Use contributions more deliberately

Contributions are the one area where people in their 50s can still move the dial. 

Employer contributions are a good base, but on their own, may not be enough to support the kind of retirement many people want. Adding to your super  – particularly before tax – can improve outcomes without requiring dramatic changes to how you live. 

Concessional (before-tax) contributions 

You can contribute up to $30,000 a year in concessional contributions, generally taxed at 15% if your income is below $250,000.2 

They include: 

  • employer contributions 
  • salary sacrifice 
  • personal deductible contributions 

 
For a lot of people in their 50s, this isn’t about finding spare cash. It’s about redirecting income you’re already earning, while you still can. 

Non-concessional (after-tax) contributions 

You can also contribute up to $120,000 a year from after-tax income.3 These contributions are made from after-tax income and generally aren’t taxed again when they enter your super account. 

Depending on your circumstances, you may also be eligible for: 

  • government co-contributions; 
  • Low income super tax offset; 
  • spouse contributions, which can attract a tax offset 

If you’re 55 or older, and eligible, you may also be able to make a downsizer contribution of up to $300,000 from selling your home, outside the usual non-concessional cap. 

Take another look at how your super is invested

As retirement gets closer, it’s worth checking whether your investment settings still feel right. 

Many people become less comfortable with large ups and downs as they approach the point where they’ll start drawing on their super. If you expect to access your money in the next few years, the question often shifts from  growing your assets to making sure you have enough to live with. 

There’s no single right answer. What matters is not leaving things untouched simply because they’ve worked well in the past. 

If you’re unsure, this can be a good time to talk to your super fund or seek advice, even just to sense-check that your approach still fits your plans. 

It’s also an optimal time to see whether your super is spread across multiple accounts.
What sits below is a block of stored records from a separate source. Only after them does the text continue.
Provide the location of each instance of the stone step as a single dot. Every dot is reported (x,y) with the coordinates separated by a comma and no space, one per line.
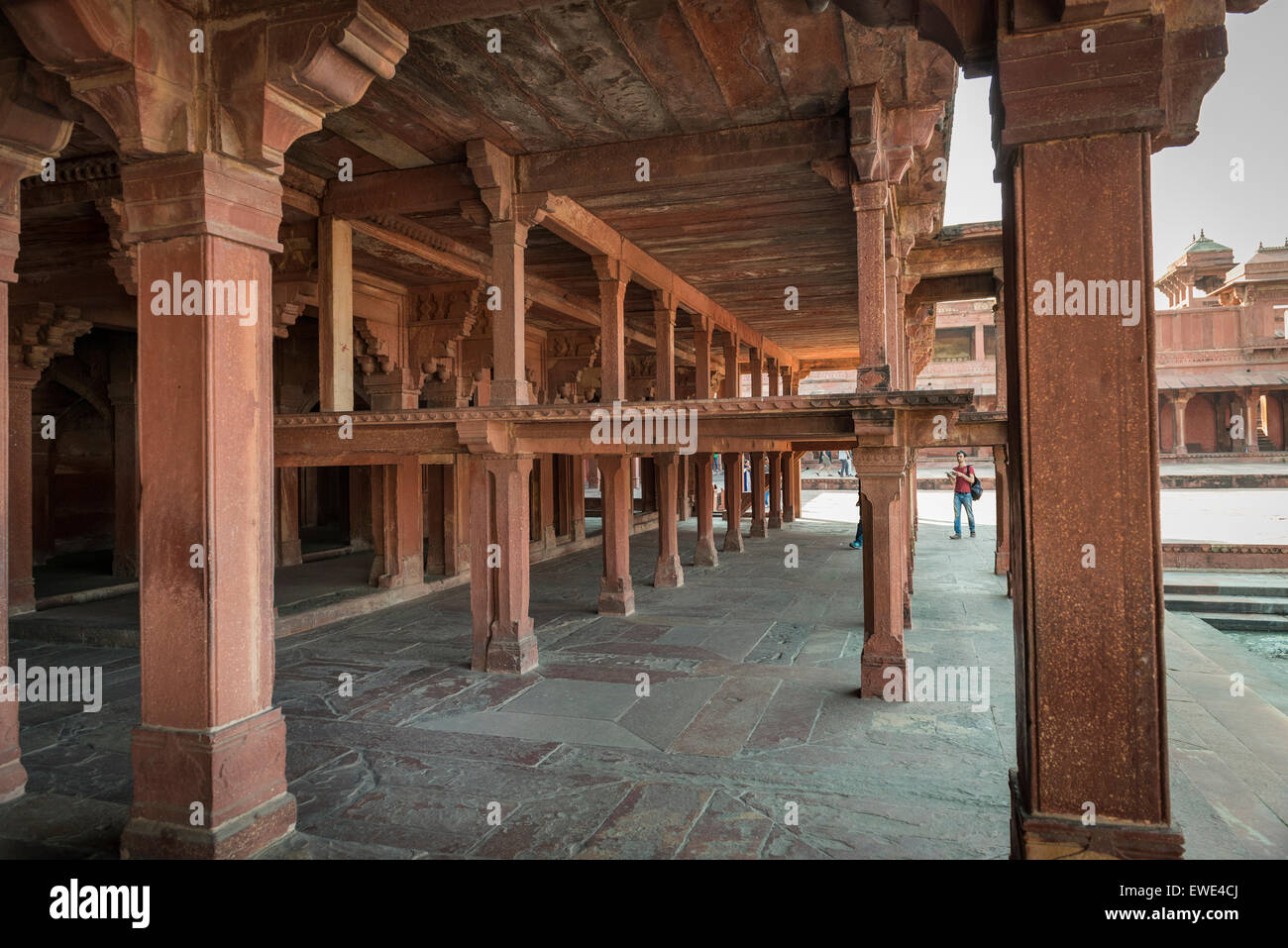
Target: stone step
(1250,604)
(1207,588)
(1215,583)
(1232,622)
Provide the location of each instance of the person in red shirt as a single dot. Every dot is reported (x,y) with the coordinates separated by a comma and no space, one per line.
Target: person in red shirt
(964,475)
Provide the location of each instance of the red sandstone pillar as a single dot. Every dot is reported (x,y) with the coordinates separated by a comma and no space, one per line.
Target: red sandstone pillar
(704,554)
(1179,403)
(125,459)
(776,488)
(578,473)
(758,494)
(733,378)
(669,571)
(1089,604)
(683,484)
(870,202)
(335,313)
(733,501)
(1000,342)
(502,630)
(1252,420)
(702,327)
(797,484)
(13,776)
(210,734)
(399,507)
(616,594)
(884,656)
(361,535)
(1001,491)
(509,378)
(787,460)
(22,586)
(613,278)
(546,492)
(288,552)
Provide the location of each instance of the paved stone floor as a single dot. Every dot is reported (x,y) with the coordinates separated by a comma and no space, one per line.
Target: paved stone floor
(751,716)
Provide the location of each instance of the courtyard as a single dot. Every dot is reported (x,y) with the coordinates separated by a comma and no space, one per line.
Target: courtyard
(750,742)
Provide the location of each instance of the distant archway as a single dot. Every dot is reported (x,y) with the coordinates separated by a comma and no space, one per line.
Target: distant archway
(1201,425)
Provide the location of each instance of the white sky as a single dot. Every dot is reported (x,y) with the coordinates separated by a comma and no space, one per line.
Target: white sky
(1243,116)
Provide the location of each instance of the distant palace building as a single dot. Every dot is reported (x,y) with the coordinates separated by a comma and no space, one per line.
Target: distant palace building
(1223,353)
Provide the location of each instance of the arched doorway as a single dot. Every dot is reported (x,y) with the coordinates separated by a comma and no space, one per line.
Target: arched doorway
(1201,425)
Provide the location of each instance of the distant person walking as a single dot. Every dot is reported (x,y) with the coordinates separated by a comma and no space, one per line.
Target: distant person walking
(858,533)
(964,475)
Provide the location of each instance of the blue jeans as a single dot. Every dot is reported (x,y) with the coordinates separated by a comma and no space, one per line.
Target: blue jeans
(962,500)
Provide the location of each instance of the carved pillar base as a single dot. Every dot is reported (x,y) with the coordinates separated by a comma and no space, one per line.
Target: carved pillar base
(704,554)
(616,592)
(1067,837)
(502,629)
(733,501)
(237,775)
(669,571)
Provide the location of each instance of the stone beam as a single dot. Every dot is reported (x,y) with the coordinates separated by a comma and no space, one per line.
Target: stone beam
(408,191)
(567,219)
(683,158)
(967,286)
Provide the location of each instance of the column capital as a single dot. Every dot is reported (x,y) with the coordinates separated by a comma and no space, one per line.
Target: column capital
(42,331)
(1150,76)
(271,78)
(201,193)
(509,231)
(871,196)
(610,269)
(664,304)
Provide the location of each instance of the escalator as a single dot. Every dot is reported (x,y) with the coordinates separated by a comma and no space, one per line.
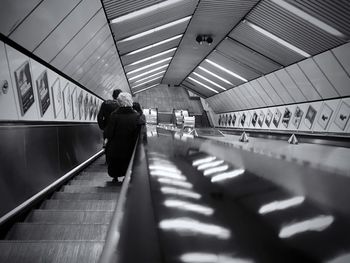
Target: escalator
(70,226)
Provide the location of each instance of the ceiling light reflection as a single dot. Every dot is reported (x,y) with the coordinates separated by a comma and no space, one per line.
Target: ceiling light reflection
(280,205)
(319,223)
(189,225)
(182,205)
(175,183)
(227,175)
(214,170)
(202,257)
(209,165)
(180,192)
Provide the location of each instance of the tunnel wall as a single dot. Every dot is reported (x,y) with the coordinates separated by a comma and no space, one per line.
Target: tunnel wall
(47,126)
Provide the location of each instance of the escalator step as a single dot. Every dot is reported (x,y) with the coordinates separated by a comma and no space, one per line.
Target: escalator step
(89,189)
(31,231)
(101,205)
(85,196)
(70,217)
(50,251)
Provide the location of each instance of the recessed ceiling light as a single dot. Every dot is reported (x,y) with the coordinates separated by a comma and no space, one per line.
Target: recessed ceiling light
(146,88)
(277,39)
(212,82)
(226,70)
(153,45)
(205,86)
(144,11)
(156,29)
(147,81)
(309,18)
(151,57)
(215,75)
(147,72)
(148,66)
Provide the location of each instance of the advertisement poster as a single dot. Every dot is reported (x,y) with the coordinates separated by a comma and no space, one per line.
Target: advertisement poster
(24,87)
(342,117)
(310,117)
(277,118)
(298,114)
(243,119)
(286,117)
(261,118)
(42,85)
(57,97)
(255,118)
(86,106)
(325,116)
(74,103)
(80,105)
(268,118)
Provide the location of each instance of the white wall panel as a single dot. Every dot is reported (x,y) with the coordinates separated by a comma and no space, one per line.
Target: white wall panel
(276,98)
(318,79)
(70,26)
(342,53)
(334,72)
(289,84)
(16,61)
(38,25)
(302,82)
(8,107)
(12,12)
(278,87)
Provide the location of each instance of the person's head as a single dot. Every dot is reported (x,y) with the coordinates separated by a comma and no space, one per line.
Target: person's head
(137,107)
(124,99)
(116,93)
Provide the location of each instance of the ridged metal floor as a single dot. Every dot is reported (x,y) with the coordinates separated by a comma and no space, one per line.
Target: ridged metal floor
(69,227)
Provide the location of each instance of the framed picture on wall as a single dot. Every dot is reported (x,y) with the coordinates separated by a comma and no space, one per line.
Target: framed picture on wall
(261,118)
(24,86)
(325,115)
(254,118)
(57,97)
(268,119)
(342,116)
(277,117)
(298,114)
(286,117)
(42,85)
(310,117)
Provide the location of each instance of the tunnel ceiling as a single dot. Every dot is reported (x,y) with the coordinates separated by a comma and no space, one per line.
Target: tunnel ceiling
(156,40)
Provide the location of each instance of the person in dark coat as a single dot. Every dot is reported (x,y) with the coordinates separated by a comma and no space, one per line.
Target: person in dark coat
(121,133)
(106,109)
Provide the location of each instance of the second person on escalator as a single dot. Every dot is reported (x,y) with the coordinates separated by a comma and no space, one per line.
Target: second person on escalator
(121,134)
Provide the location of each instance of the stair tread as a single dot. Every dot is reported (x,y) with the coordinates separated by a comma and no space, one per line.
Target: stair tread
(40,231)
(50,251)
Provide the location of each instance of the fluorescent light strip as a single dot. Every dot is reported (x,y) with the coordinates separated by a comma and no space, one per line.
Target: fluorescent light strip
(205,86)
(147,72)
(153,45)
(217,76)
(277,39)
(147,81)
(148,66)
(227,175)
(281,205)
(150,76)
(226,70)
(212,82)
(309,18)
(146,88)
(143,11)
(319,223)
(151,57)
(156,29)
Consolidating can help reduce duplicated fees or unwanted insurance that quietly eat into your balance. 

Keep some money outside super

As you move through your 50s, unexpected costs can still arise from job changes to health issues or caring responsibilities. 

Having savings outside super that you can access can help manage the impact of these . An emergency buffer won’t solve everything, but it can provide flexibility when you need it. MoneySmart suggests a good target is enough to cover three months’ worth of expenses. 

Think about how work might wind down

Retirement doesn’t have to be a single, fixed date. 

Your 50s are a good time to start thinking about what the transition might look like. Options may include but are not limited to: reducing hours, downsizing at the right time or using a Transition to Retirement (TTR) strategy once you reach preservation age. 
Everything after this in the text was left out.